A Critical Assessment of the Relationship between P/E Ratio, RONW and ROCE: A study of FMCG, IT and Banking Sectors
Keywords:Macroeconomic Variables, Overvalued Stock, Price-to-Earnings Ratio, Return on Capital Employed, Return on Net Worth, Stock Prices, Undervalued Stock
Stock investing requires careful analysis of financial data to find out the company’s true worth. Valuation ratios and Return ratios can predict the share price performance, giving investors an opportunity to know if a stock is overvalued or undervalued. Data for the period from 2010 to 2020 is considered for the study. Price- Earnings ratio (P/E ratio), Return on Net Worth (RONW) and Return on Capital Employed (ROCE) for the top five companies in the FMCG, Banking, and IT sectors are taken for the study.
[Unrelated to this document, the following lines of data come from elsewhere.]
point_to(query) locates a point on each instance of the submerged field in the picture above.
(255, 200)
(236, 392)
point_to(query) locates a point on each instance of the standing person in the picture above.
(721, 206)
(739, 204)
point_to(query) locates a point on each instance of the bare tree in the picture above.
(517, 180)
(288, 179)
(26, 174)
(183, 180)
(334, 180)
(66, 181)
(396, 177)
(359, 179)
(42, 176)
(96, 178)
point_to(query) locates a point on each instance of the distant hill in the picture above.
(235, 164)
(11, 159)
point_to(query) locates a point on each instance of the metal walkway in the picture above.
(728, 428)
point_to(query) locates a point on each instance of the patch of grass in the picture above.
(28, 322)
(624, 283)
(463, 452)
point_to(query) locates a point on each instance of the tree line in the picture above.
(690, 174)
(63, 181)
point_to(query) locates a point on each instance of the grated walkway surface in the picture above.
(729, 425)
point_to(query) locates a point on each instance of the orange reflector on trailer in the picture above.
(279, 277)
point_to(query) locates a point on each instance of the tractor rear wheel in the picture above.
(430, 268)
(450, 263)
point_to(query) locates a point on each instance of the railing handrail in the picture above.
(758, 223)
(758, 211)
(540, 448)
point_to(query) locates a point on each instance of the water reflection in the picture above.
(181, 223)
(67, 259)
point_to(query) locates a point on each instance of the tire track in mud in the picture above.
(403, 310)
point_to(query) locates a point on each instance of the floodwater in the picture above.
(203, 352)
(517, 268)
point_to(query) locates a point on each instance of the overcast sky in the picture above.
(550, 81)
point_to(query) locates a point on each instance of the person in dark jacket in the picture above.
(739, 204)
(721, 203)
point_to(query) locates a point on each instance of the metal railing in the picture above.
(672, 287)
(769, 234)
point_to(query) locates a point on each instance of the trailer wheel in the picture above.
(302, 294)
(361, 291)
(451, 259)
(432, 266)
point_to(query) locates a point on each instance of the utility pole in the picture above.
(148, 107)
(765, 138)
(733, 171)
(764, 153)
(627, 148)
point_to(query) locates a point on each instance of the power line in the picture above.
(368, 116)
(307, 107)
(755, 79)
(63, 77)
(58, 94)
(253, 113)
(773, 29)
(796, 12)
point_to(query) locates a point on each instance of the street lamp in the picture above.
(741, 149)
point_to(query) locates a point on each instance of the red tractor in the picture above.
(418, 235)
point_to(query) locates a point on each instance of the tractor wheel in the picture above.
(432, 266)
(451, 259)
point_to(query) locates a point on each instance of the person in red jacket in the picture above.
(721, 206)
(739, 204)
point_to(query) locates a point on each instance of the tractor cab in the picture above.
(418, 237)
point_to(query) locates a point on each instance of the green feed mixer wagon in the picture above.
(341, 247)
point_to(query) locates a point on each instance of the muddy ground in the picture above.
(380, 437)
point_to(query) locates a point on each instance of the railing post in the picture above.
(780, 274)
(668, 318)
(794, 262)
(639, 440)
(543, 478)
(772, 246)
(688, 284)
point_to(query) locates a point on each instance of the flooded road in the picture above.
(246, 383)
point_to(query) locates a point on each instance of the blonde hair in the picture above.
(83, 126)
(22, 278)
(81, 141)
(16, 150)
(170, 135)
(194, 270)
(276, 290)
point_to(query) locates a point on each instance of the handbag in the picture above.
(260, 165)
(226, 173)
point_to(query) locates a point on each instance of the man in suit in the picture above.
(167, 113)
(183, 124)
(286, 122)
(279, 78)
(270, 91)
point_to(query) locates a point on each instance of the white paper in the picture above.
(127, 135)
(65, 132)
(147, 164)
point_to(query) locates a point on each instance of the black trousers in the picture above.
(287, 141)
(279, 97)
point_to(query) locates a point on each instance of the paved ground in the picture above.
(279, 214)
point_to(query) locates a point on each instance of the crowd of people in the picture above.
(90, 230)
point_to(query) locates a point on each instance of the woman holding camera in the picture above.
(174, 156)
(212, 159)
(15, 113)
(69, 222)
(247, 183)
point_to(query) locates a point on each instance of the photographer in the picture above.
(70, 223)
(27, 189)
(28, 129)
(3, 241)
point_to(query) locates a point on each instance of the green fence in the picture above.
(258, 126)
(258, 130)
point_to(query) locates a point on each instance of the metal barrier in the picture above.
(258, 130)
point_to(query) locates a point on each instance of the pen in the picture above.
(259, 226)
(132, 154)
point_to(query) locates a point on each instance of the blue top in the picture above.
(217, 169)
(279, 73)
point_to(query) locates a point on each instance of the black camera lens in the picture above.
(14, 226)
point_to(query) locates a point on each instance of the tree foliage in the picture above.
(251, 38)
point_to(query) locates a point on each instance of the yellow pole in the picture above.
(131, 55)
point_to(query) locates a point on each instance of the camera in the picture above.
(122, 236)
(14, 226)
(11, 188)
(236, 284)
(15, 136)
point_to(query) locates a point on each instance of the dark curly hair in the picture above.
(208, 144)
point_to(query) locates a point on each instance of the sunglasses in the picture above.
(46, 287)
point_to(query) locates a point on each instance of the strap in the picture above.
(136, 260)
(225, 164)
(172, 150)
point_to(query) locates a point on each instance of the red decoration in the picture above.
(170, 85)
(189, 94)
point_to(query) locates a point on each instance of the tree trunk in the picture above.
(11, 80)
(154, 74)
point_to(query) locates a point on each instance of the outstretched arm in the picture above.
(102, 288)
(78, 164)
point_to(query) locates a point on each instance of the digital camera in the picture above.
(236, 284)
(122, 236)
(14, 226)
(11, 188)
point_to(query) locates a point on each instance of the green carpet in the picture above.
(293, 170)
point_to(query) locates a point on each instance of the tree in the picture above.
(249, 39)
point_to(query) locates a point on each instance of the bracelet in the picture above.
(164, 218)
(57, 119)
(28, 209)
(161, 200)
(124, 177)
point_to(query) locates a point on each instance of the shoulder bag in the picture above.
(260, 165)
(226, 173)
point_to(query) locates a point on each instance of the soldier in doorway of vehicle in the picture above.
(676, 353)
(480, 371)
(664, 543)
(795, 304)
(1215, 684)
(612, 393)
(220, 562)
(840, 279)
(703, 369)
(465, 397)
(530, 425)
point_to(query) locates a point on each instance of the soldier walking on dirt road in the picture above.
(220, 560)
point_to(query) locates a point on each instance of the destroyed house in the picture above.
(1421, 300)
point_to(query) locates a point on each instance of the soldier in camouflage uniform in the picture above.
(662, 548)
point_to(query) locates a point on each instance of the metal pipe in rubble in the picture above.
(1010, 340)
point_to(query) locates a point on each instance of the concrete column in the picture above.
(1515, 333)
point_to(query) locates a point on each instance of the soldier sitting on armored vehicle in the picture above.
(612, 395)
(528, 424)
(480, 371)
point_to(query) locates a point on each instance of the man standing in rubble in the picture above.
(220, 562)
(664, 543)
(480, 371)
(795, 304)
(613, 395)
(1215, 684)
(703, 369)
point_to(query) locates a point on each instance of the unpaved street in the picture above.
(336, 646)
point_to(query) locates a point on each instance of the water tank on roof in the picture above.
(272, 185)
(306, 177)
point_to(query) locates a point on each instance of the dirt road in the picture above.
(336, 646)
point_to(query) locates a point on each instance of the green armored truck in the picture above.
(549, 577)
The relationship between the identified variables has been analysed using correlation and linear regression techniques. The analysis reflects that there is a positive relationship between the P/E Ratio with RONW and ROCE for most of the companies in all three sectors. While many factors influence the investment decision, the P/E ratio is an important metric to consider. For the companies across the various sectors, it is evident that the ROCE and RONW have a very strong correlation and also exert influence on the P/E ratio. Therefore, a simple linear regression model is used to demonstrate the relationship between the P/E ratio and ROCE and P/E ratio and RONW. For all the companies across the sectors, a positive relationship is reflected between the P/E ratio and RONW and ROCE. It is essential to analyze the ratios together to get a comprehensive understanding of the financial performance of companies.